My period was six days late. On Monday morning I steeled myself for another negative test result and just peed on the stick already. I had to do it. Our next IVF cycle is dependant on my cycle and this delay was seriously screwing everything with the clinic’s Christmas break coming and all.
I looked at the test. And I looked again. Almost seemed like. But no. But it almost seemed like. Was there a very thin line crossing the other making it a… plus?
There sure was. It got stronger over some minutes.
I put the test in the back of our bathroom cabinet and didn’t say anything to Wonderboy. I didn’t want to make him excited. I didn’t want to have to explain to him why I did the test in the first place.
I went to work in a state of shock. I was so in shock that I didn’t even realize I was in shock. The whole day went by with me sitting and going huh? Every time I remebered the test my heart raced and my stomach twitched. I could be pregnant. It was possible. The test did have a faint line in it.
When I got home I could already feel the cramps building up. Familiar cramps. They made me realize that no, this was not going to end up any differently than all those other times.
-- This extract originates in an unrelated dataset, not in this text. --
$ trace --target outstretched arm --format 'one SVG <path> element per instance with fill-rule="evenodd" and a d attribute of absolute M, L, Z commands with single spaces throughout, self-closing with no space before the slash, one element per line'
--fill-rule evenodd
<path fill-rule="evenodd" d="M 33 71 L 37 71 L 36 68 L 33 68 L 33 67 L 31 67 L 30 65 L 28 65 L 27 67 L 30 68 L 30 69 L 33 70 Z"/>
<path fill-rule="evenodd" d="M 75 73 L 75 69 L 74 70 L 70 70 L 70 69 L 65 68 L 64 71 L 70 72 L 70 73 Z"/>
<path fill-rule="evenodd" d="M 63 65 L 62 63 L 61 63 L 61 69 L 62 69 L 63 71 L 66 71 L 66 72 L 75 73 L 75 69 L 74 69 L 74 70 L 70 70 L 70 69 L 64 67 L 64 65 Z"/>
But it wasn’t like I had even realized what could have been. I didn’t even believe that there was anything to believe. But when I got home I got the test out again. The plus was even more pronounced now, there was no mistaking.
So I took a picture of it and sent it to my little sister to be sure. She was.
I can see it too! she exclaimed. It’s just like the one I first got from our youngest. She asked some questions of the blood flow, but by then I was cramping very badly already.
And then I showed the test to Wonderboy.
So what does this mean? was his bewildered question.
Well, it would mean that I’m pregnant.
And then we snorted out a laugh.
But you’re not, he said.
Well, my period just started, I said.
He was very nice to me and tried to make me feel better as the cramps got crazy intense and felt more like something burning in my womb. I tried to relieve the pain with a hot shower and a serious overdoze on painkillers. And I sent the information to our doctor by email.
By morning I had started to bleed heavily and it was all certain. I took another overdoze and headed for work. There I saw the email from our nurse.
Life does surprise you. Please let us now, when the flow gets intense if it does. We’ll figure out what to do next.
She also told me that they already have some of our test results… but didn’t say anything about the results. I think we’ll know next week or the week after that. And we’re supposed to get the medicine this month, so they need to act quickly.
But I think this is a huge break through. This was the furthest any of my pregnancies have gone and I finally got the proof! Now the doctor will have to take the miscarrieges into consideration. This might mean some changes to our treatments. And it’s sort of good news since none of my follicles were fertilized in the IVF clinic. Now we know that our cells are able to be fertilized together. But we still don’t know why it doesn’t go any further.
Wonderboy’s been very, very agitated about this. He went bonkers when he heard. He didn’t believe that I was pregnant even though he could clearly see it on the test, and he didn’t want to talk about what it meant at all. Today he confessed that he was too scared that this would once again change everything. He didn’t see it as a good thing, he thought it was bad news because it ended in miscarriage again.
And also… He seems to get scared about the stuff that goes on inside me. When he saw how much in pain I was and realized what was happening to me, he just couldn’t handle it, because he couldn’t help me. (Maybe? I’m not sure.) But I was pretty okay. I wasn’t expecting this now. I’m looking forward to the second IVF on January. So, I’m fine as long as I won’t have to suffer endlessly. (I’m okay now. Not in pain or anything any more. And the blood stopped flowing too.)
But hey! I got my first positive pregnancy test! On a non-treatment cycle! Like normal people do! It doesn’t feel like I thought it would, but that’s probably because I could already feel the painful cramps when I truly realized the test was positive. I’m… odly positive about this. Also feel like crying, but that’s to be expected.